In your coordinate network, you have two lines with
y1 = ax + c1andy2 = bx + c2. Find the intersection point wherex1=x2andy1=y2y = ax + c1, y = bx + c2ax + c1 = bx + c2x = (c2 - c1)/(a - b)Then check that the intersection point is not beyond the line borders and calculate proximity +- pixel or two.
您只需要计算两条线段的交点。这相当简单。
此处描述了完整的工作算法。它可以离线工作,由两点定义线段,因此应该很容易适应您的情况。
You'll need to just compute the intersection of two line segments. This is fairly simple.
A full, working algorithm is described here.

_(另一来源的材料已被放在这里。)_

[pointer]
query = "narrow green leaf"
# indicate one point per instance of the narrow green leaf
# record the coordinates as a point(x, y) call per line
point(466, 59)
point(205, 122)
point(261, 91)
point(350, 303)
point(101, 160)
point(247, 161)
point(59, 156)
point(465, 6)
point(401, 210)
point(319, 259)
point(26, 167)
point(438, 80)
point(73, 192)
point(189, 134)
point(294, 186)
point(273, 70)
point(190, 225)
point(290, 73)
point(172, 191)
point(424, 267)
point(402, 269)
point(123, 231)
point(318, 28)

It works off line segments defined by two points, so should be easy to adapt to your situation.
serhio,这很简单数学...
计算出线条的交点(可能是添加它们并存储结果时执行此操作),然后查看鼠标是否足够近以保证显示上下文菜单,这样您就不需要像素完美点击。
serhio, thats simple Maths...
Work out the intersection points of your lines (probably do this when they are added and store result), then see if the mouse is close enough to warrent displaying the context menu so you don't need pixel perfect clicking.
除了线相交算法(如本页上的几个人所示)之外,您还需要将上下文菜单与线解耦。在伪代码中,您将需要类似的内容:
此处理可以显示上下文菜单。我相信需要使用 if/then/else 来解决您剩下的问题。
Apart from the line intersection algorithm (as shown by several people on this page), you need to decouple the context menu from the lines. In pseudo code you'll need something like:
This handling can be showing the context menu. I believe this if/then/else is required to resolve your remaining issue.